In these and a host of other works, the concept of “culture” has been characterized as lacking explanatory power on a number of grounds. When “culture” is used to talk about the particular culture of a group of people—as in the phrases “American culture” or “Chinese culture”—it seems a-historical, reifying, and reductive. It also seems to some commentators hopelessly embedded in nineteenth-century European nationalisms and in the tastes of Western elites. For others, it suggests frames of analysis that exclude important considerations of the social, political, and economic. For still others, it is simply vague to the point of meaninglessness. The complaint against “culture” also has a disciplinary component in that some of its energy and vehemence of the complaints against “culture” are really directed at the various scholarly projects—cultural studies, new cultural history, new historicism, “reflexive” anthropology—that in the last few decades had called for a “cultural turn.” The resistance to “culture” is, in other words, in many cases motivated by a resistance to certain scholarly schools or movements.

The project of this book is quite simply to interrogate the turn away from culture, and to propose ways that culture may still be of use to us in our global present.  After introducing the different criticisms of  “culture” and offering an account of some of their shortcomings, I show how it was that culture emerged as a key interdisciplinary concept in the context of the sometimes antithetical pressures of identity politics and the moment of poststructuralist theory.
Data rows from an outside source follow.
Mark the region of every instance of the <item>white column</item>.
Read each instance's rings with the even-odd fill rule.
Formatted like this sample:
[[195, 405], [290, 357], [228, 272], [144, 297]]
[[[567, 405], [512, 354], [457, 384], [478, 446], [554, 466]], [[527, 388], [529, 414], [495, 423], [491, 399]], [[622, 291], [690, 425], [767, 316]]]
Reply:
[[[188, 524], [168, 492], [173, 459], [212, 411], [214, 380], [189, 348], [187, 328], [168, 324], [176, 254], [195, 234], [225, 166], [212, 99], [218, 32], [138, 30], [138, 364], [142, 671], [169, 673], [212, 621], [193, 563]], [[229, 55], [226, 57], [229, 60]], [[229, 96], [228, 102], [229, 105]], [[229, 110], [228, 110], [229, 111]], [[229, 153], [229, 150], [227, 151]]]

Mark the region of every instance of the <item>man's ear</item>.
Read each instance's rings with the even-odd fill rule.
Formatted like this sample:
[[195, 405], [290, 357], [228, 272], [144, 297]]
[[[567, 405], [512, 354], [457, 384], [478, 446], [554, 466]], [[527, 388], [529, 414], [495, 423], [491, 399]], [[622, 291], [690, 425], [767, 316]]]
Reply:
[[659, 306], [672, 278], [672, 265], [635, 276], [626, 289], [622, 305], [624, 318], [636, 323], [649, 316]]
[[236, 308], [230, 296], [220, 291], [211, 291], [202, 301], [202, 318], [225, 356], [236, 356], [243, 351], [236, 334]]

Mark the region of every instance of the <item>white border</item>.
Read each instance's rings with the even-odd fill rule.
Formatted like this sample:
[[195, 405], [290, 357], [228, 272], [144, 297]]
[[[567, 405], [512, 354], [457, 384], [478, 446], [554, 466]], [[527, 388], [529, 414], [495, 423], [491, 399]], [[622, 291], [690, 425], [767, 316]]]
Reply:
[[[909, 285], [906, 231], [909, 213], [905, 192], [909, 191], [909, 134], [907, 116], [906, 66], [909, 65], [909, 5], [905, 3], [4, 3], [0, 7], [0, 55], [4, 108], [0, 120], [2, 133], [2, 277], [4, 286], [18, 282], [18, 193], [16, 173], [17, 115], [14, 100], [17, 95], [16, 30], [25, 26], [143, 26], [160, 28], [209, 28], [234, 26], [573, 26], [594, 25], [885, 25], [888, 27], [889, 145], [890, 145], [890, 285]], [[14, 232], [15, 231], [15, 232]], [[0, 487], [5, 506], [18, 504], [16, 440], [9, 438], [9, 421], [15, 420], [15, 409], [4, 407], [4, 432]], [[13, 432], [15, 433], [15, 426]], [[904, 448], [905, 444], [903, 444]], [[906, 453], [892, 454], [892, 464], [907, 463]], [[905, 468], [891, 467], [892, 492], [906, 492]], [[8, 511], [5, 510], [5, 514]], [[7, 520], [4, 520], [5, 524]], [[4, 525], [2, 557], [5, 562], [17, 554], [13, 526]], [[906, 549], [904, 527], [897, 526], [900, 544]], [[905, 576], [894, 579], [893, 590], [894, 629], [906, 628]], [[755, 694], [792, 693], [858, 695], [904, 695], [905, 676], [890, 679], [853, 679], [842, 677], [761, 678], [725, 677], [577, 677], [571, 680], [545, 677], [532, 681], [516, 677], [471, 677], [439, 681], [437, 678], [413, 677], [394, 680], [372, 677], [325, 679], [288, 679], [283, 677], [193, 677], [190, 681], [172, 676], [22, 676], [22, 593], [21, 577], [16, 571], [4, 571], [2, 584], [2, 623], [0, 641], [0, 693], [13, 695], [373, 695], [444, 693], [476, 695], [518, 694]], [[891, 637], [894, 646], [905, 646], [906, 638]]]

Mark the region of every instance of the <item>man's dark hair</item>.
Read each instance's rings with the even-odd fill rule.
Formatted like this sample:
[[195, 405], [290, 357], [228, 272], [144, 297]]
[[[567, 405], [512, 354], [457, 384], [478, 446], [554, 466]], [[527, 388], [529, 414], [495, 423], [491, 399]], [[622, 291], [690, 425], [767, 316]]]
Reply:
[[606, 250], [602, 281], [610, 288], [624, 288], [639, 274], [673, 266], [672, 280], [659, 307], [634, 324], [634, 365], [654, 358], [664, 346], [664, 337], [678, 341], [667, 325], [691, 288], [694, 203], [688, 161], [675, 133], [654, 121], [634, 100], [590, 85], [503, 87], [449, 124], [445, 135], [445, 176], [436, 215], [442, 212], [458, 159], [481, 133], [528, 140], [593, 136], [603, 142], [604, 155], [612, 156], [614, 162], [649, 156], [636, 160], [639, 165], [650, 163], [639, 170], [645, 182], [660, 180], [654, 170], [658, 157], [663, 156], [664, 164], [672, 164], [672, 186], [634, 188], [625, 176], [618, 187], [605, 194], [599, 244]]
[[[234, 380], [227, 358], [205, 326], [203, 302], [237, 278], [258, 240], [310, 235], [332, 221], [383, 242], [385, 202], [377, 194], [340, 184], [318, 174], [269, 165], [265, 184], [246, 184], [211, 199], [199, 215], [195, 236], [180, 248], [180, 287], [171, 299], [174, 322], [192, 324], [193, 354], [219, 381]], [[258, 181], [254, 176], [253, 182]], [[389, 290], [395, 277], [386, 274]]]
I then discuss culture as a term of disciplinary formation and maintenance, especially in relation to anthropology and American Studies, and take up culture as a key term for understanding globalization. Finally, I describe some new conceptual uses of culture, like cultural property and cultural rights, that  suggest that culture continues to be a useful and important term for coming to grips with our world and humanity’s place within it.  

(note: See Adam Kuper, Culture: The Anthropologists' Account (1999); Terry Eagleton, The Idea of Culture (2000); Victoria Bonnell and Lynn Hunt ed. Beyond the Cultural Turn (Berkeley: University of California Press, 1999); Richard G. Fox and Barbara J. King, eds. Anthropology Beyond Culture (New York: Berg) 2002; and Hegeman, Patterns for America: Modernism and the Concept of Culture (1999) 193-213.)